¿Ustedes se habían percatado que para el incrédulo universo de los argentinos el Obelisco es el Elemento Eterno que proyecta su sombra al modo de un gigante reloj de sol?
Otrora nieve, presenta hoy tonalidades cobrizas y escamas añosas en su piel. Se jacta que los habitantes de edificios vecinos, cercanos y más lejanos, actualizan la hora con su umbre abismal.
Su triste penumbra cae azarosa por dondequiera y tizna de sutil ébano veredas cenicientas, azoteas de ropas barrilete al viento, plazas que cobijan parejas almíbar, ancianos saboreando miel de otoños íntimos.

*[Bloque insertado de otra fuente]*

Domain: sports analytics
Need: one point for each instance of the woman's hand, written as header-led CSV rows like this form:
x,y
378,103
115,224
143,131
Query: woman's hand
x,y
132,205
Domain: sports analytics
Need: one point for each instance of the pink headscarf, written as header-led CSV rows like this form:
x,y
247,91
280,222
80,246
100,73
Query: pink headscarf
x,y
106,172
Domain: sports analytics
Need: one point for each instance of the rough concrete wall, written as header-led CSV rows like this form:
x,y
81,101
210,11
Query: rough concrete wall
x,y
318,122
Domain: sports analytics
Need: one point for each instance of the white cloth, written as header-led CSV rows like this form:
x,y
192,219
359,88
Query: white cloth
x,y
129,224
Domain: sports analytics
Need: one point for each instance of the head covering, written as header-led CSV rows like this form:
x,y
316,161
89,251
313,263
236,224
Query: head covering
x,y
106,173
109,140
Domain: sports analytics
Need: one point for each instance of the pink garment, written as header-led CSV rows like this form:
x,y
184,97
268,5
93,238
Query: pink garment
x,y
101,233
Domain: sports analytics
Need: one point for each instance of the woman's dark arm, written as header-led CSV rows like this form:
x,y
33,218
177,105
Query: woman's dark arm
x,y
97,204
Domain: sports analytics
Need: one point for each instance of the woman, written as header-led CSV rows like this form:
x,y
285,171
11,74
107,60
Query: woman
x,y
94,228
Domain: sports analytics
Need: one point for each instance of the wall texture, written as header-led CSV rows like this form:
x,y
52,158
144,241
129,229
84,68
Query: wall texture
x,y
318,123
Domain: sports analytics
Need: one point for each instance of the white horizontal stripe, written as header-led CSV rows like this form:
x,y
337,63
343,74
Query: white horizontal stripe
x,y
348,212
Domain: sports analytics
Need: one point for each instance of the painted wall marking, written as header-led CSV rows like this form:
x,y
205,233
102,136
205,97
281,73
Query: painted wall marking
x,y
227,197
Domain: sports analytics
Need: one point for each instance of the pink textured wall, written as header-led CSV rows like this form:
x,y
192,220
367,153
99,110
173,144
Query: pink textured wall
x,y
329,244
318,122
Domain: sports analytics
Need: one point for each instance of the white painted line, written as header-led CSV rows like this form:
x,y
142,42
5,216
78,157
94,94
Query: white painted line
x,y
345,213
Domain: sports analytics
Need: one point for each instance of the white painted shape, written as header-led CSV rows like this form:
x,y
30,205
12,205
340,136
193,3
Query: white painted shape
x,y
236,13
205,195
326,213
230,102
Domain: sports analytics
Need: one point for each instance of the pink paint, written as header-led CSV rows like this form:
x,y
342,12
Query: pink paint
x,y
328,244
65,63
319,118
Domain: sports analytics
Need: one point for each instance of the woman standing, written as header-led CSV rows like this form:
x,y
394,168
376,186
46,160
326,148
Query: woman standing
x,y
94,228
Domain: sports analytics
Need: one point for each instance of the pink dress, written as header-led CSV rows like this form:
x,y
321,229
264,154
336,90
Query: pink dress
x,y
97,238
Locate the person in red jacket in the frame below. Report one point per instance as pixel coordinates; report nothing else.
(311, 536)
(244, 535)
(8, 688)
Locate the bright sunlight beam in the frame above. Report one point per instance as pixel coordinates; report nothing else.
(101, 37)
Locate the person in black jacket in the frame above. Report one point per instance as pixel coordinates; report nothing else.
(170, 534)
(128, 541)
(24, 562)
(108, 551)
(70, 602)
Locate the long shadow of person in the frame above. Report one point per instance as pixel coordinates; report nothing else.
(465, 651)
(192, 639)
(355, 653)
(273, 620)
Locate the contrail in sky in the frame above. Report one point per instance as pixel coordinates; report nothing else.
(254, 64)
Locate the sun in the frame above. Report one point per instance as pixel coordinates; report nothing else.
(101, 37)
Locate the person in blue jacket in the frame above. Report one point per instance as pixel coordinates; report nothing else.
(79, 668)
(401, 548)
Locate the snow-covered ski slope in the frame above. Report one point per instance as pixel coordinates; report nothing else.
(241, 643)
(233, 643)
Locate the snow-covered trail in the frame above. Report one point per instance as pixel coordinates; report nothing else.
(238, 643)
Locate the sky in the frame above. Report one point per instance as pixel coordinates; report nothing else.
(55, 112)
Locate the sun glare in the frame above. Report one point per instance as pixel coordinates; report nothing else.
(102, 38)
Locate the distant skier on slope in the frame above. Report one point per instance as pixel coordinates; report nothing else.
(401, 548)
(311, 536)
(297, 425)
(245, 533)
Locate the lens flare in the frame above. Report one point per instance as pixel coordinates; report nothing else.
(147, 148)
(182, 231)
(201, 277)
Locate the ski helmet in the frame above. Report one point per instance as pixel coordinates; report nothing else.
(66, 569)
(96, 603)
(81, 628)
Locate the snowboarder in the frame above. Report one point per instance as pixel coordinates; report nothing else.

Quien contemple desde las nubes su halo elástico no podrá dejar de sonreír cuando los automóviles entran, le hacen cosquillas y salen pícaros, de su espectro gelatinoso.
El cíclope que todo lo ve, observa cómplice los movimientos previos al descanso y al insomnio nocturno. Monstruos altísimos, rectangulares y prismales, de incontables ojos vidriosos, dejan caer sus párpados en tanto sus pies engullen seres arrumbados de oficinas a hiel.
Compañero silencioso, se entretiene con bandas de amigos en un bar sin tiempos, muzarela con anchoas y birra de trasnoche, parejitas inquietas por amor, fantasía y tango que les hace mal.
La penumbra lavanda ya deja de reír. Ajena a Febo, la noche da a luz en tanto mutila la estela del falo de la ciudad. Los relojes lo esperan por un nuevo día.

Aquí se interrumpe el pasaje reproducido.